Parce qu’il n’est plus possible que seuls “les milieux autorisés” soient autorisés à penser notre monde, ses réalités et ses combats. Cette émission se veut le carrefour des intellectuel·le·s, penseuses·eurs et actrices·eurs des luttes sociales dissident·e·s et/ou invisibilisé·e·s.
Racisme et fascisation en France : comprendre, agir
"Défaire le racisme, affronter le fascisme" : c'est le titre du livre d'entretiens récemment publié aux éditions La Dispute par Ugo Palheta, sociologue, militant, auteur de plusieurs ouvrages sur la menace fasciste aujourd'hui, co-directeur de la revue en ligne "Contretemps", et Omar Slaouti, conseiller municipal à Argenteuil, militant antiraciste, co-directeur de l'ouvrage "Racismes de France" (La Découverte). Julien Théry a reçu les deux auteurs juste avant le premier tour de l'élection présidentielle, pour une discussion qui a encore gagné en actualité avec le passage au second tour (la troisième fois en 20 ans) d'une candidature d'extrême-droite.
Les deux auteurs reprennent des considérations historiques, des mises au points conceptuelles et des analyses sur le formes de lutte récentes données dans leur livre, pour clarifier l'articulation entre développement du racisme et menace fasciste, de manière à mieux réfléchir aux stratégies de résistance. Il est notamment question, au fil de la discussion, des liens historiques et structurels entre capitalisme et racisme ainsi que des racines spécifiquement coloniales du racisme français, en particulier du maintien de l'ordre militarisé dans les banlieues françaises. Ugo Palheta et Omar Slaouti reviennent aussi sur l'écrasante responsabilité de la "gauche de gouvernement" dans le développement en France du racisme, et tout particulièrement de l'islamophobie, depuis le début des années 1980, avec le choix inaugural fait par le premier ministre Pierre Mauroy et les membres de son gouvernement Gaston Deferre et Jean Auroux d'assimiler à un mouvement islamiste, pour mieux la réprimer, la grève des travailleurs immigrés des usines Talbot de Poissy. Depuis les pressions du président Mitterrand pour que la chaîne de Télévision Antenne 2 invite Jean-Marie Le Pen à la télévision, en 1984, jusqu'à l'obsession islamophobe d'un Manuel Valls, la stimulation et l'instrumentalisation du racisme ont été en bonne place dans le répertoire d'action des représentants du parti socialiste (et parfois du parti communiste). Ce sont toujours des pulsions profondes héritées du colonialisme qui ainsi ont été mobilisées, souvent sous les oripeaux progressistes d'un "universalisme" transformé en moyen de domination.

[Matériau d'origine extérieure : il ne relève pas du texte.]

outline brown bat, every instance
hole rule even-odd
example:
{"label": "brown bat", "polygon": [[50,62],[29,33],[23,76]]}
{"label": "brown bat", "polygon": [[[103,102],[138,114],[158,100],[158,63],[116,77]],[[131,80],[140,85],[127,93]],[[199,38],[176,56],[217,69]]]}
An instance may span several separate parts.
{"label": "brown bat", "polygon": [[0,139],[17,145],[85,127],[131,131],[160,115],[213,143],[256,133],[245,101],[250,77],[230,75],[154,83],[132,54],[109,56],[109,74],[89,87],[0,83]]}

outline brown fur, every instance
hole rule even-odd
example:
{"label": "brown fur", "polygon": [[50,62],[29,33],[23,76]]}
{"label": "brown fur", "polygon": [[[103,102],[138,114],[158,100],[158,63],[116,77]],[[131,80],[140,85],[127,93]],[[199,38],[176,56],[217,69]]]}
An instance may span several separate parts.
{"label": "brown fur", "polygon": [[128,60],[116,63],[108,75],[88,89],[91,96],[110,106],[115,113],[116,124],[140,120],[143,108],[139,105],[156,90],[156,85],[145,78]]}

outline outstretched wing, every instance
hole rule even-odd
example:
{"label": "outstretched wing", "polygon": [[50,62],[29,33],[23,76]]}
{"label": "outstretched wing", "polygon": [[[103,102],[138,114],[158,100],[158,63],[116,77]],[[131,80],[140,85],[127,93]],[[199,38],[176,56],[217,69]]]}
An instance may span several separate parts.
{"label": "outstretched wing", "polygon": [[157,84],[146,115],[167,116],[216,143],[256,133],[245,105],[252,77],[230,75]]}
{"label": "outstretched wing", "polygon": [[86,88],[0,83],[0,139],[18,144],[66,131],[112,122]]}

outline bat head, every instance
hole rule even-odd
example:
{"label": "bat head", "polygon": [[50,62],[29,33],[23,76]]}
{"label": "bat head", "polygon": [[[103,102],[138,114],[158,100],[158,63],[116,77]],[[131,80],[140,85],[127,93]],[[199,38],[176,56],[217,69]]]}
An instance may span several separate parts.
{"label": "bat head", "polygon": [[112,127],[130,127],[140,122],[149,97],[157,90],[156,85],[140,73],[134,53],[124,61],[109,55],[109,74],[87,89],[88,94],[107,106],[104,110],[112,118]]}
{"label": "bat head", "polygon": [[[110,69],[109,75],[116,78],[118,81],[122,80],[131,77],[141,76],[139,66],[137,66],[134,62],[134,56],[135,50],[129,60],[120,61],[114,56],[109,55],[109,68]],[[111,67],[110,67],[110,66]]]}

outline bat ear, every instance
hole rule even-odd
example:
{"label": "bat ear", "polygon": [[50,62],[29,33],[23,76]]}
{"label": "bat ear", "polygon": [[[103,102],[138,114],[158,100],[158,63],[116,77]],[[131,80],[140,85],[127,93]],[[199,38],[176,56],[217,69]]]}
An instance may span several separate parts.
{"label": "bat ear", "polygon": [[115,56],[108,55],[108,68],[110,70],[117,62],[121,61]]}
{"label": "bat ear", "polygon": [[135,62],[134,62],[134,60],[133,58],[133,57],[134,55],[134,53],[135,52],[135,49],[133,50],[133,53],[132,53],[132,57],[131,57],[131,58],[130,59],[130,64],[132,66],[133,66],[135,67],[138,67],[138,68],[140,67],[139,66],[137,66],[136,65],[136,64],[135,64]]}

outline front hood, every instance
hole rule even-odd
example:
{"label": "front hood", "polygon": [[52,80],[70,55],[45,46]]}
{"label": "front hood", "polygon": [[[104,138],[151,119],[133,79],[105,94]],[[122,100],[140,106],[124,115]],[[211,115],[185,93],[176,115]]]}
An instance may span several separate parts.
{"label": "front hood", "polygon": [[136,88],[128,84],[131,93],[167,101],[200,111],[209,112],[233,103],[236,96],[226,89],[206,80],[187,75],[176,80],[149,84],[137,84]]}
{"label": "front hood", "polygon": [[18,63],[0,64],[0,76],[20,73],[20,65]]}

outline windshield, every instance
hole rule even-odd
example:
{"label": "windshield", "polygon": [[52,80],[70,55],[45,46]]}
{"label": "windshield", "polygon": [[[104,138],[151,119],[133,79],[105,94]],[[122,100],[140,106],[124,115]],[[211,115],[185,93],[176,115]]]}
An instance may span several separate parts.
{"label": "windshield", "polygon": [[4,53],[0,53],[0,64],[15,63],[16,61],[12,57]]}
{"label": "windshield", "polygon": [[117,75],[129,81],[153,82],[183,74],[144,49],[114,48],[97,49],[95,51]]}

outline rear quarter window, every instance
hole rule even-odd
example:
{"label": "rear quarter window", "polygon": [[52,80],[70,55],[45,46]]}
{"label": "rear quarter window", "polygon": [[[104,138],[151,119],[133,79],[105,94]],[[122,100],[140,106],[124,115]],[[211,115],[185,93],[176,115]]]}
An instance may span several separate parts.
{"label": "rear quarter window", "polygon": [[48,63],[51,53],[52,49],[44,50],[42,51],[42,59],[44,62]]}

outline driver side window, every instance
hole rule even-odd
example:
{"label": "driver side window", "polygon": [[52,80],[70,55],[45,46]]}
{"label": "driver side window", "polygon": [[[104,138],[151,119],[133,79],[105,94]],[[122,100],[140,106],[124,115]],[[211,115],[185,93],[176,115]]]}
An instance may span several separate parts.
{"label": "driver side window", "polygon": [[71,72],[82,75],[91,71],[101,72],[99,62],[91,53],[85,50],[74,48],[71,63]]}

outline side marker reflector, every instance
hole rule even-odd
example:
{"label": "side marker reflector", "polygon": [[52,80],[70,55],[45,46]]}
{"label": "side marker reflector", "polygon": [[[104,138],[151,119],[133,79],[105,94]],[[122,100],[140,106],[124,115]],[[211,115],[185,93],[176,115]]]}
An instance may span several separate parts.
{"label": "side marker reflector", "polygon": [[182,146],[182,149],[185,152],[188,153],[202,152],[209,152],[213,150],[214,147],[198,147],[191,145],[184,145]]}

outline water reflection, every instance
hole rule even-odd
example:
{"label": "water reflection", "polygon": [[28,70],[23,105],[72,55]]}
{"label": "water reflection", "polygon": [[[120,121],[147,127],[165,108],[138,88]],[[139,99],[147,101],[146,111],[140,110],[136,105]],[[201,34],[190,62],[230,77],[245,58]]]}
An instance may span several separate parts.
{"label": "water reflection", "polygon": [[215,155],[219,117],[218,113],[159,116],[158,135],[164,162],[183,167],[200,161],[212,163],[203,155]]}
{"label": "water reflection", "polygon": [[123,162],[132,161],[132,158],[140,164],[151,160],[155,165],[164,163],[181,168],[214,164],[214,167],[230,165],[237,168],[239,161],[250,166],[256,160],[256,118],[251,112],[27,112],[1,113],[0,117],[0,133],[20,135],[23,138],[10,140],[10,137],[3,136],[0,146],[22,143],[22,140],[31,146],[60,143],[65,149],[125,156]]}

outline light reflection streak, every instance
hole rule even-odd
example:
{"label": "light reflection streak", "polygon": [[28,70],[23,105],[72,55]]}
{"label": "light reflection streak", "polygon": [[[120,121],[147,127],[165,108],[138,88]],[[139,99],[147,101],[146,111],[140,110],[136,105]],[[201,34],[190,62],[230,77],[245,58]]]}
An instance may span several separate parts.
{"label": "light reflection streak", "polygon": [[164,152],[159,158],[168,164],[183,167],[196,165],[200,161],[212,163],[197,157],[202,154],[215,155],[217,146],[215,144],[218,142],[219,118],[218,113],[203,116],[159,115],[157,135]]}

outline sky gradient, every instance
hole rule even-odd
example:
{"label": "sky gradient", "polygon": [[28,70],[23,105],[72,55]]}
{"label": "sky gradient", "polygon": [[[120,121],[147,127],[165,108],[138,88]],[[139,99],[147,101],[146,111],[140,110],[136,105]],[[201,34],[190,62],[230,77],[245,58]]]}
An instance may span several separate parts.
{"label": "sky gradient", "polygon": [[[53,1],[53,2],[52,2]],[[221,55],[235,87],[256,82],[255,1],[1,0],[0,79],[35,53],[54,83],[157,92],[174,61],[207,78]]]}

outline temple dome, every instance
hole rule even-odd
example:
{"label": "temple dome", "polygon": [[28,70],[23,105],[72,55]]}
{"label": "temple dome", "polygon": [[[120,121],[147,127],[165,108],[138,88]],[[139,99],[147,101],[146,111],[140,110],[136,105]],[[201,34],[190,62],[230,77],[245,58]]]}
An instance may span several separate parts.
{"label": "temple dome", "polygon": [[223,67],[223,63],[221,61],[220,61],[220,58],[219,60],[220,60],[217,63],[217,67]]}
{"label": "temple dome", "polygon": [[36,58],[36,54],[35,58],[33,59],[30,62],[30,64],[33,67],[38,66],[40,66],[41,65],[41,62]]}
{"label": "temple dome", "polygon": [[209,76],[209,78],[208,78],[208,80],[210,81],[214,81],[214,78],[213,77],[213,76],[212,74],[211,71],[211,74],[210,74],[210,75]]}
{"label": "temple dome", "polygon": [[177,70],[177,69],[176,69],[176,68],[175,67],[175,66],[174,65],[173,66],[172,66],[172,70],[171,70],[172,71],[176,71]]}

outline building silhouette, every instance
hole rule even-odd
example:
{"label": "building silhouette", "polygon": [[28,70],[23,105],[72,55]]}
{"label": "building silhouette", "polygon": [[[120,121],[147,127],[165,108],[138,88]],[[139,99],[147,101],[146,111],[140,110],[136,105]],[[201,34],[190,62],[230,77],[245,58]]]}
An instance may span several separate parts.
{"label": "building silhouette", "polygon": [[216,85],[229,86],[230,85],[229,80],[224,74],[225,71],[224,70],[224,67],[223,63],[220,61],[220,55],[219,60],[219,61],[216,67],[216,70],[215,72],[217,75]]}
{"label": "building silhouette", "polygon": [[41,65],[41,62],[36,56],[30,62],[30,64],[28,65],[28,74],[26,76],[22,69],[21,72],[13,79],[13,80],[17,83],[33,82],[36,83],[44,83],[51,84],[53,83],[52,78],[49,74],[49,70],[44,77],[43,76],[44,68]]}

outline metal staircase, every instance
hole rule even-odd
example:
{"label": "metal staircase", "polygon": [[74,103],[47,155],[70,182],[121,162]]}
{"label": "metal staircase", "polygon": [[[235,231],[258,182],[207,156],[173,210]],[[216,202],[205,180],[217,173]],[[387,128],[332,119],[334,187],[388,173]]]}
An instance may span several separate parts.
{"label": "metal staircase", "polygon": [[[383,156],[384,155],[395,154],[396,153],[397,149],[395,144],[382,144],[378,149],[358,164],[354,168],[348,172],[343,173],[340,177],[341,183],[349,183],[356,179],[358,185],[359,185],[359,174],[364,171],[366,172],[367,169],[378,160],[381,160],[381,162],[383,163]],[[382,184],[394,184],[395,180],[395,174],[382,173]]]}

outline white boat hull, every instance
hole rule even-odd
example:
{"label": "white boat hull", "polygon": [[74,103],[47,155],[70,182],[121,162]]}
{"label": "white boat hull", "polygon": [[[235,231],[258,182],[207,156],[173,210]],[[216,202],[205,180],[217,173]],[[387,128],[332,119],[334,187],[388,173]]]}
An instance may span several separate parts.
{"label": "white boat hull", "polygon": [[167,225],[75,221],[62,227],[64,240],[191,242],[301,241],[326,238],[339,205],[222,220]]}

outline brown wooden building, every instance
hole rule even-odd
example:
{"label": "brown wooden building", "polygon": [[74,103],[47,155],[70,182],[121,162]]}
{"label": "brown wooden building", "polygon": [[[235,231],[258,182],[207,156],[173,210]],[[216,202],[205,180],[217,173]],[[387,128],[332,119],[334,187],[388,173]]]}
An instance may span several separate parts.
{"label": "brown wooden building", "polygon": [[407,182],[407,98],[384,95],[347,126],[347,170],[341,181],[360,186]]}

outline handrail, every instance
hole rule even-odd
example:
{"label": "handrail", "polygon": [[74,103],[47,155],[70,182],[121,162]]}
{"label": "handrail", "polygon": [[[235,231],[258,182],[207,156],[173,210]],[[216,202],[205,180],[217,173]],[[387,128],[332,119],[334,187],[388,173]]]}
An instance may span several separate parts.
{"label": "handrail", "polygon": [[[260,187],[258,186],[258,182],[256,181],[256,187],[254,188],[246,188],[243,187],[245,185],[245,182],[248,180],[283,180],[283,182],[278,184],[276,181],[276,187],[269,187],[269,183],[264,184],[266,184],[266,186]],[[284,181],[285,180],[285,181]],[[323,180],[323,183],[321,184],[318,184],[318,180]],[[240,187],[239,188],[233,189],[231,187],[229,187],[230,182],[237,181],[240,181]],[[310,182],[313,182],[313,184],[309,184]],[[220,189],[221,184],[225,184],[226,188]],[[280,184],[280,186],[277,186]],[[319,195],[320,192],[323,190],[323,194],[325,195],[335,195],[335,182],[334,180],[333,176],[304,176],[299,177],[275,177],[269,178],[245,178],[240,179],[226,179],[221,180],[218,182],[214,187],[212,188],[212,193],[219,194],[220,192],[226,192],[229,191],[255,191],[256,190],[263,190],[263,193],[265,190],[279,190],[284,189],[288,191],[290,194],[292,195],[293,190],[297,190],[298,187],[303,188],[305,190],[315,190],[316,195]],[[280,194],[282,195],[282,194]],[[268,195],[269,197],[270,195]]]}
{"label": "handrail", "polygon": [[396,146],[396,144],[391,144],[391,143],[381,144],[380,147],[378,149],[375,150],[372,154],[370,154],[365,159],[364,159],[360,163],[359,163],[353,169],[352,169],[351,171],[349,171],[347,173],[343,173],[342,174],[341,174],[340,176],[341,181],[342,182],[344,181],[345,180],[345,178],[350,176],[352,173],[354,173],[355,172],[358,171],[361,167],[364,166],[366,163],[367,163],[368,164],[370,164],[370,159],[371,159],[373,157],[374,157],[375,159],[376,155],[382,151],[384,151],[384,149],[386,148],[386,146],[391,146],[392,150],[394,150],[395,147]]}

Au boycott par le PS et EELV de la grande manifestation "stop à l'islamophobie" du 10 novembre 2019 (laquelle a été l'un des rares succès du combat antiraciste ces dernières années en réunissant les premiers concernés, en lutte pour la dignité, et une bonne partie de la gauche dont LFI), s'est opposé la participation de Yannick Jadot, d'Olivier Faure et de Fabien Roussel, aux côté d'Eric Zemmour et de Gérald Darmanin, à la manifestation organisée le 19 mai 2021 par le syndicat policier d'extrême-droite Alliance... pour n'exiger rien de moins que la suspension de l'Etat de droit au profit de l'impunité policière dans les banlieues et dans la répression des contestations socio-politiques. On retrouve, en rapprochant ces deux événements, les liens structurels actuellement à l'oeuvre entre consensus raciste et consentement à la fascisation. A quel moment l'augmentation quantitative de l'autoritarisme et des violences d'Etat débouche-t-elle sur le saut qualitatif qui fait passer à un régime fasciste ? A quel moment la montée du racisme d'Etat laisse-t-elle la place à l'établissement d'un Etat raciste ? Les analyses d'Ugo Palheta et d'Omar Slaouti sur ces questions sont évidemment d'une actualité brûlante.